Multiple processor cache intervention associated with a shared memory unit

Info

Publication number: 20050289302
Type: Application
Filed: Jun 28, 2004
Publication Date: Dec 29, 2005
Inventors: Peter Barry (Clare), Seamus Murnane (Limerick)
Application Number: 10/878,908

Abstract

According to some embodiments, multiple processor cache intervention is provided in connection with a shared memory unit.

Description

Description

BACKGROUND

A processing system may include multiple processors that access and/or modify information stored in a shared memory unit. For example, a processing system might receive packets of information and store the packets in a shared memory unit. One or more processors in the processing system may then retrieve the information in the shared memory unit and modify the information as appropriate (e.g., by modifying a packet header to facilitate the transmission of the packet to a destination).

To improve performance, a processor may locally store a copy of the information in the shared memory unit. For example, a processor might copy information into a local cache memory that can be accessed in fewer clock cycles as compared to the shared memory unit. In this case, the processing system may manage memory transactions to provide information consistency and coherency. For example, when one processor modifies a copy of information in a local cache memory, the processing system may ensure that another processor does not access or modify an outdated copy of the information (e.g., from a shared memory unit).

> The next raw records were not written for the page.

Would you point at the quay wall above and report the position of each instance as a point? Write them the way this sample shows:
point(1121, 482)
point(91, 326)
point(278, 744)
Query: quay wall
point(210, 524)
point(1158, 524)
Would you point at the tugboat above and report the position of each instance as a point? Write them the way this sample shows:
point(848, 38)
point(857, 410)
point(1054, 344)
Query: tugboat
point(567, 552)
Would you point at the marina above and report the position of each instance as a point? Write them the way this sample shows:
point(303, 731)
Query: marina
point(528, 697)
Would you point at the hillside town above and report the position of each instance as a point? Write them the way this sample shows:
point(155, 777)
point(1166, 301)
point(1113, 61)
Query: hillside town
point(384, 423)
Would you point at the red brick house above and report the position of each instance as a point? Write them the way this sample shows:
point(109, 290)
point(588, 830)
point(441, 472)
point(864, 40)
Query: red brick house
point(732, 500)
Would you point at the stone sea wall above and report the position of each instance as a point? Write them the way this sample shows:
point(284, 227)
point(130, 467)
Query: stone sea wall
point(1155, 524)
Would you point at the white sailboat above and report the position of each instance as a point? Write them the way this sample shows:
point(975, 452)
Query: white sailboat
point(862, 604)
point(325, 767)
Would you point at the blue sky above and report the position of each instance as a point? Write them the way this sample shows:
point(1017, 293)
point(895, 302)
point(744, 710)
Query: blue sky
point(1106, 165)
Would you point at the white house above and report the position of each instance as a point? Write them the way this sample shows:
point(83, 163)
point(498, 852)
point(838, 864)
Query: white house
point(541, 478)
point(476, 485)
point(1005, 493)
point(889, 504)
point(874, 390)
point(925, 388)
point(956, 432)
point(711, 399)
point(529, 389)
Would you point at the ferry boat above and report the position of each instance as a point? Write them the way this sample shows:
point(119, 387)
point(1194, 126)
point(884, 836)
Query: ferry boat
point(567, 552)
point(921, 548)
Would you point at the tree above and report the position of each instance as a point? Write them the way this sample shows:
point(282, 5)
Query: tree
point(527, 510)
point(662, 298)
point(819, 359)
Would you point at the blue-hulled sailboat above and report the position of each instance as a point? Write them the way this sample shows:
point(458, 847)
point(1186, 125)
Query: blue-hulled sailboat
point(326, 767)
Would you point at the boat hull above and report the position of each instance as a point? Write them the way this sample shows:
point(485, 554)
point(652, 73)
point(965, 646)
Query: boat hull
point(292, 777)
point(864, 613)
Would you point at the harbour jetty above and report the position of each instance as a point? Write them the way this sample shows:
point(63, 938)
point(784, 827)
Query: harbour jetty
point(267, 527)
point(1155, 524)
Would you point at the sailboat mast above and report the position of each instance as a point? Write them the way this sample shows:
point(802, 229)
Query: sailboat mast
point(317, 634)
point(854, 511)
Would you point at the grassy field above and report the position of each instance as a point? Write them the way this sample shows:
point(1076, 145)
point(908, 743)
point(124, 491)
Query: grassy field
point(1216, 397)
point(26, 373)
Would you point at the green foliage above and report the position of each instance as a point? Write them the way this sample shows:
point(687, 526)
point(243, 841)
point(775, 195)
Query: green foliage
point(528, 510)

BRIEF DESCRIPTION OF THE DRAWINGS

FIG. 1 is a block diagram overview of a processing system according to some embodiments.

FIG. 2 is a flow chart of a method according to some embodiments.

FIG. 3 is an information flow diagram according to some embodiments.

FIG. 4 represents a portion of a memory management unit control table according to one embodiment.

FIG. 5 is a flow chart of a method using information in a control table according to some embodiments.

FIG. 6 is a block diagram of a system according to some embodiments.

DETAILED DESCRIPTION

Some embodiments described herein are associated with a “processing system.” As used herein, the phrase “processing system” may refer to any device that processes data. Examples of processing systems include network processors, switches, routers, and servers.

FIG. 1 is a block diagram overview of a processing system 100 according to some embodiments. The processing system 100 includes a first processor 110, such as an INTEL® XScale® processor. The first processor 110 is associated with a first cache memory 115. The first cache memory 115 might comprise, for example, a separate Level 2 (L2) Static Random Access Memory (SRAM) chip or a Level 1 (L2) cache memory on the same die as the first processor 110.

The first processor 110 may exchange information with a shared memory unit 150, such as a Dynamic Random Access Memory (DRAM) unit, via a system bus or backplane bus 140. For example, the first processor 110 may copy information from the shared memory unit 150 into the first cache memory 115 (e.g., to improve the performance of the processing system 100 when data in the first cache memory 115 can be accessed by the first processor 110 in fewer clock cycles as compared to the shared memory unit 150).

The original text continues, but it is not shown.